American (1928 – 1987)
The American Pop-Artist Andy Warhol was born Andrew Warhola in Pittsburgh, Pennsylvania on August 6, 1928 as the son of Czechoslovakian immigrants. At first he does an apprenticeship as a window dresser before he studies art history, pictorial design, sociology and psychology at the Carnegie Institute of Technology in Pittsburgh from 1945-1949. Afterwards he moves to New York where he calls himself Andy Warhol.
Up until 1960 he works as a free-lance advertising designer for fashion magazines, as illustrator and also as window dresser. The Art Directors Club awards him two medals for his design of newspaper ads in 1952 and 1957. Andy Warhols first exhibition "Fifteen Drawings Based on the Writings of Truman Capote" takes places in the Hugo Gallery in 1952.

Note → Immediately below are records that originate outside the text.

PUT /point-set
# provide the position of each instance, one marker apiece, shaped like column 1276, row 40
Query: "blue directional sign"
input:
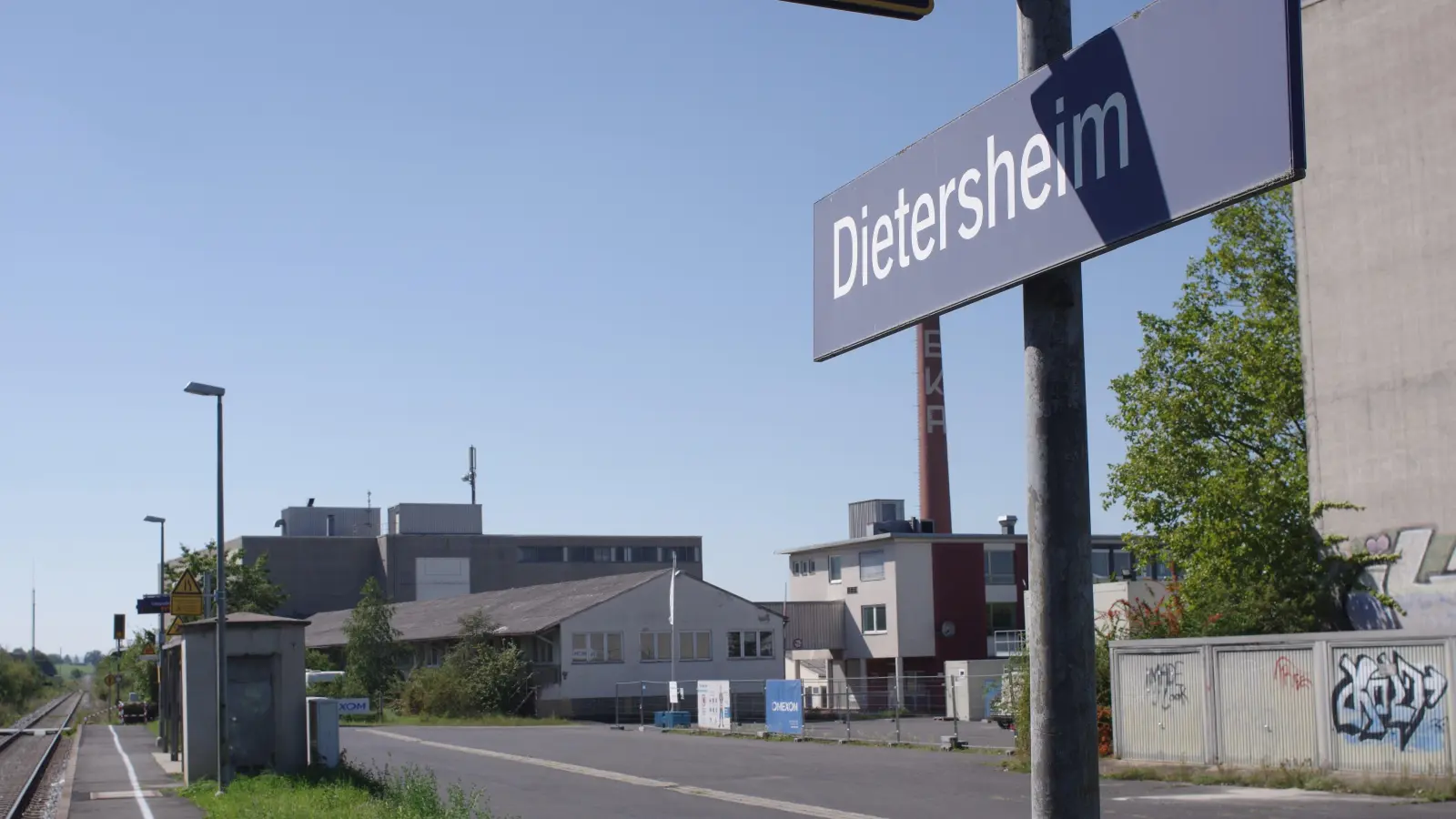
column 1186, row 106
column 784, row 704
column 155, row 603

The first series of "Campbell's soups" and "Coca Cola bottles" is made in 1962 as well as silk-screens with a dollar bill as the motif. His studio, where he works together with many friends and assistants, is called the "Factory". His art is coined by the usage of popular motifs or symbols from everyday American culture, he also employs mechanical-serial production techniques, a method that had always been regarded as inartistic.
Andy Warhol partakes in the exhibition "The New Realists" in New York in 1962. The same year his choice of motif starts to get gloomier. He creates series with images of death and disaster. He depicts airplane crashes, accidents, crime, nuclear bomb explosions and the like in screen printing technique, consciously choosing the bad image quality of the newspaper print. Another way of expressing criticism for consumer culture are his cardboard and wooden sculptures that exactly imitate commercial packages. His works have a major impact on Pop-Art.
In the 1960s Andy Warhol begins to deal with the medium film. He develops his own esthetic by means of simple techniques, long, static shots and doing without cut. The silent films "Sleep", "Kiss" and "Eat" were made in 1963 and "Empire" in 1964. The following films are also shown at the Cannes Festival, such as "Chelsea Girl" from 1966. He also works on shows for nightclub gigs with the rock band "Velvet Underground" as of 1968.
In den 1970s Andy Warhol conveys Polaroid photos of famous people onto canvas by means of the screen printing technique, among them are portraits of "Elvis Presley" (1964), "Jackie Kennedy" (1965), "Marilyn Monroe" (1967) and "Mao Tse Tung" (1972).
Andy Warhol is shot and severely injured by Valerie Solanas in 1968. He works on projects together with artists such as Jean-Michel Basquiat and Francesco Clemente in 1984.
Andy Warhol dies in New York on February 22, 1987.